39. An underwater pool light as claimed in claim 30, including a niche and mounting means for mounting the housing to the niche.

40. An underwater pool light as claimed in claim 39, wherein the mounting means comprises a component of the housing adapted to slideably engage with a component of the niche, such that the distance between the housing and the niche is selectively adjustable.

41. An underwater pool light as claimed in claim 40, further including clamping means for clamping the component of the housing relative to the component of the niche.

42. An underwater pool light as claimed in claim 41, wherein the clamping means comprises at least one screw fastener.

43. An underwater pool light as claimed in claim 40, wherein the mounting means is adapted such that the distance between the housing and the niche is infinitely adjustable over the adjustment length.

44. An underwater pool light as claimed in claim 40, wherein the component of the housing comprises at least one protrusion provided at the housing and the component of the niche comprises at least one slot provided at the niche.

45. An underwater pool light as claimed in claim 40, wherein the component of the housing is provided at a lens holding member.

46. An underwater pool light as claimed in claim 45, wherein the housing includes at least one cam receiving slot, and wherein the lens includes at least one cammed member for pivotally locating the lens relative to the lens holding member.

47. An underwater pool light as claimed in claim 45, wherein the lens includes fastener locating means and a fastener for fastening the lens to the lens holding member.

48. An underwater pool light as claimed in claim 47, wherein the fastener locating means comprises a hollow coned protrusion for aligning the lens to a fastener receiving aperture provided at the lens holding member.

49. An underwater pool light as claimed in claim 39, wherein the housing includes a collar projecting from a face of the housing.

50. An underwater pool light as claimed in claim 39, including at least two openings for allowing the flow of water into and out of the niche.
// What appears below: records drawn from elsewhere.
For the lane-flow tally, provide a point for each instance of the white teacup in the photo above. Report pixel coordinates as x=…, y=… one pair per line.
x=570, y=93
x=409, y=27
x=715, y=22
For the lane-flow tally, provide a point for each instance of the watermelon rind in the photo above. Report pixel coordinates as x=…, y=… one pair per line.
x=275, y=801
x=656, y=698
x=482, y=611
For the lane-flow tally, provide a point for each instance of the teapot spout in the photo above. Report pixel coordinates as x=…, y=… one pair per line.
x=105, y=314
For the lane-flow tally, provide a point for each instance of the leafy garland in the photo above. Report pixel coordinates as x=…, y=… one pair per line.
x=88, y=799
51. An underwater pool light as claimed in claim 50, wherein the openings comprise a number of castellations provided at the perimeter of the lens.

52. An underwater pool light as claimed in claim 39, wherein the niche includes at least one bracket for receiving at least one fastening rod.
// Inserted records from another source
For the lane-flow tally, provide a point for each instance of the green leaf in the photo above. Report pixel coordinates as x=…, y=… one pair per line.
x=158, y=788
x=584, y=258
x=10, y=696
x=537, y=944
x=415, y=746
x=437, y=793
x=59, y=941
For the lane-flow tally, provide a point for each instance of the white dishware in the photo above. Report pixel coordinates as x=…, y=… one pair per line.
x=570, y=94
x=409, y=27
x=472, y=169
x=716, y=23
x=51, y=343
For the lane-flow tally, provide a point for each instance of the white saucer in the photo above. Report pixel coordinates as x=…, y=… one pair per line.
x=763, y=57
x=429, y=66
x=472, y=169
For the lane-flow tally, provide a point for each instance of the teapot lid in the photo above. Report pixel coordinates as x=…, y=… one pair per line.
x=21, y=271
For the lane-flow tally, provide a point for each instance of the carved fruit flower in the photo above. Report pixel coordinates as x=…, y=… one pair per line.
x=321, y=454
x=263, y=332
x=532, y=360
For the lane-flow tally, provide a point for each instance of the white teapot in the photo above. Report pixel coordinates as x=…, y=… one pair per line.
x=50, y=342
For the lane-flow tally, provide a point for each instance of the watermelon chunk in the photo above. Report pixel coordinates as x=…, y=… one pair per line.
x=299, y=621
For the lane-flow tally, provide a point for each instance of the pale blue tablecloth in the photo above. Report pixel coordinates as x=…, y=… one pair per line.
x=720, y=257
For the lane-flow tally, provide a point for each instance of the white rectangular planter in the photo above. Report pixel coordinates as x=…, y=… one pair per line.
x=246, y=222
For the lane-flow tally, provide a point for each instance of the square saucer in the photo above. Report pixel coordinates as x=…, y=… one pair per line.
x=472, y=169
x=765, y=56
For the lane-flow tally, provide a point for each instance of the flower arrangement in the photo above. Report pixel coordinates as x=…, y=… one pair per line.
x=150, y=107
53. An underwater pool light as claimed in claim 52, wherein each bracket is adapted to receive at least one fastening rod of a plurality of sizes.

54. An underwater pool light as claimed in claim 52, wherein each bracket is adapted t receive fastening rods oriented vertically relative to the base of the pool.

55. An underwater pool light as claimed in claim 52, wherein each bracket is adapted to receive fastening rods oriented horizontally relative to the base of the pool.

56. An underwater pool light as claimed in claim 52, wherein each bracket is adapted to receive fastening rods oriented obliquely relative to the base of the pool.

57. An underwater pool light as claimed in claim 30, wherein the lens has a first portion adapted to direct light substantially normal to the wall of the pool, and a second portion adapted to direct light substantially parallel to the wall of the pool, and wherein the pool light further comprises:

a reflector located within the housing and having a first portion which is substantially parabolic in vertical cross section and a second portion which is adapted to reflect light substantially towards the second portion of the lens.

58. An underwater pool light as claimed in claim 57, wherein the second portion of the lens is provided at the internal surface of the lens.

59. An underwater pool light as claimed in claim 57, wherein the second portion of the lens comprises a plurality of Fresnel members adapted to direct light substantially parallel to the wall of the pool.

60. An underwater pool light as claimed in claim 59, wherein each Fresnel member is arcuate and substantially concentric about the light source.

61. An underwater pool light as claimed in claim 57, wherein the reflector includes a third portion which is adapted to reflect light substantially towards the second portion of the lens.

62. An underwater pool light as claimed in claim 57, further comprising a shading member adapted to inhibit the radiation of light in at least one direction.